What level of portability do you require? If the file is to be read on a computer with the same OS that it was generated on, than you using a binary file and just saving and restoring the bit pattern should work. Otherwise as boytheo said, ASCII is your friend.
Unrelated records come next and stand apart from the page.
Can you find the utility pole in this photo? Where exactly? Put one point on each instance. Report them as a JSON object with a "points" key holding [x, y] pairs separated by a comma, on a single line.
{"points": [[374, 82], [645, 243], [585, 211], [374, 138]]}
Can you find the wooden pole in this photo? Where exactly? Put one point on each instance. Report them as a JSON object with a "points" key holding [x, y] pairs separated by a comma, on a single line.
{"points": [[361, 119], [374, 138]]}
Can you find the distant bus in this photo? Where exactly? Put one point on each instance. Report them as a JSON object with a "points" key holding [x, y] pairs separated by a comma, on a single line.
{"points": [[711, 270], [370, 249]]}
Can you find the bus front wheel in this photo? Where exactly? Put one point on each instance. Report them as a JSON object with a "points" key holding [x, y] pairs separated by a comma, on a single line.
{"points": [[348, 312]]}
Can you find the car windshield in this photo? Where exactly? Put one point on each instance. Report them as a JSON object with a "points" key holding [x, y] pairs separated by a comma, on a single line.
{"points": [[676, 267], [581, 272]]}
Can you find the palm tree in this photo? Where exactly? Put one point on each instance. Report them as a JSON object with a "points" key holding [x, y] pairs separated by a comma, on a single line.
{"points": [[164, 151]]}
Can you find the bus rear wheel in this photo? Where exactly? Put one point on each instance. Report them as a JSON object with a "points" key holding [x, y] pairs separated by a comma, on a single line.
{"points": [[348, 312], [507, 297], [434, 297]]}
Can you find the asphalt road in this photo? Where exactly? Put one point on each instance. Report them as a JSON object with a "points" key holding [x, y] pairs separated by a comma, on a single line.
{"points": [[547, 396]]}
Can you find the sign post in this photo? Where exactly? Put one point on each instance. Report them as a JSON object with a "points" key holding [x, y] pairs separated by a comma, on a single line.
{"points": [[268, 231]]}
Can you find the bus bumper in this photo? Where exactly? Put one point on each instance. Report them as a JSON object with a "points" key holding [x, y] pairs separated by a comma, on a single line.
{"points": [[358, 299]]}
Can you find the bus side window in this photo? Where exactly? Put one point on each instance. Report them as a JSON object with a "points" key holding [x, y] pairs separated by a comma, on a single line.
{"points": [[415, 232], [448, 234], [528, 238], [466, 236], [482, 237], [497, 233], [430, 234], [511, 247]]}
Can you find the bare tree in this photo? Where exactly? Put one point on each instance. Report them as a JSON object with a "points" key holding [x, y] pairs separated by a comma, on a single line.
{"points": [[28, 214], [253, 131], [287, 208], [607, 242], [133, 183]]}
score 0 · Answer 8 · answered Nov 24 '09 at 10:50

This version has excess of only one byte per one floating point value to indicate the endianness. But I think, it is still not very portable however.

#include <stdio.h>
#include <string.h>
#include <stdlib.h>
#include <ctype.h>

#define LITEND      'L'
#define BIGEND      'B'

typedef short               INT16;
typedef int                 INT32;
typedef double              vec1_t;

 typedef struct {
    FILE            *fp;
} WFILE, RFILE;

#define w_byte(c, p)    putc((c), (p)->fp)
#define r_byte(p)       getc((p)->fp)

static void w_vec1(vec1_t v1_Val, WFILE *p)
{
    INT32   i;
    char    *pc_Val;

    pc_Val = (char *)&v1_Val;

    w_byte(LITEND, p);
    for (i = 0; i<sizeof(vec1_t); i++)
    {
        w_byte(pc_Val[i], p);
    }
}


static vec1_t r_vec1(RFILE *p)
{
    INT32   i;
    vec1_t  v1_Val;
    char    c_Type,
            *pc_Val;

    pc_Val = (char *)&v1_Val;

    c_Type = r_byte(p);
    if (c_Type==LITEND)
    {
        for (i = 0; i<sizeof(vec1_t); i++)
        {
            pc_Val[i] = r_byte(p);
        }
    }
    return v1_Val;
}

int main(void)
{
    WFILE   x_FileW,
            *px_FileW = &x_FileW;
    RFILE   x_FileR,
            *px_FileR = &x_FileR;

    vec1_t  v1_Val;
    INT32   l_Val;
    char    *pc_Val = (char *)&v1_Val;
    INT32   i;

    px_FileW->fp = fopen("test.bin", "w");
    v1_Val = 1234567890.0987654321;
    printf("v1_Val before write = %.20f \n", v1_Val);
    w_vec1(v1_Val, px_FileW);
    fclose(px_FileW->fp);

    px_FileR->fp = fopen("test.bin", "r");
    v1_Val = r_vec1(px_FileR);
    printf("v1_Val after read = %.20f \n", v1_Val);
    fclose(px_FileR->fp);
    return 0;
}

It is portable only to machines sharing the same floating point format. Having been down this road, I will give you the following advice: **Standardize on Little Endian IEEE-754 and make everybody else convert to/from that if necessary**. You will be MUCH happier in the end. You will have portability through a rigid standard. — user7116, Nov 26 '09 at 02:31

Malcolm McLean · Answer 9 · 2016-08-27T12:12:32.623

Here we go.

Portable IEEE 754 serialisation / deserialisation that should work regardless of the machine's internal floating point representation.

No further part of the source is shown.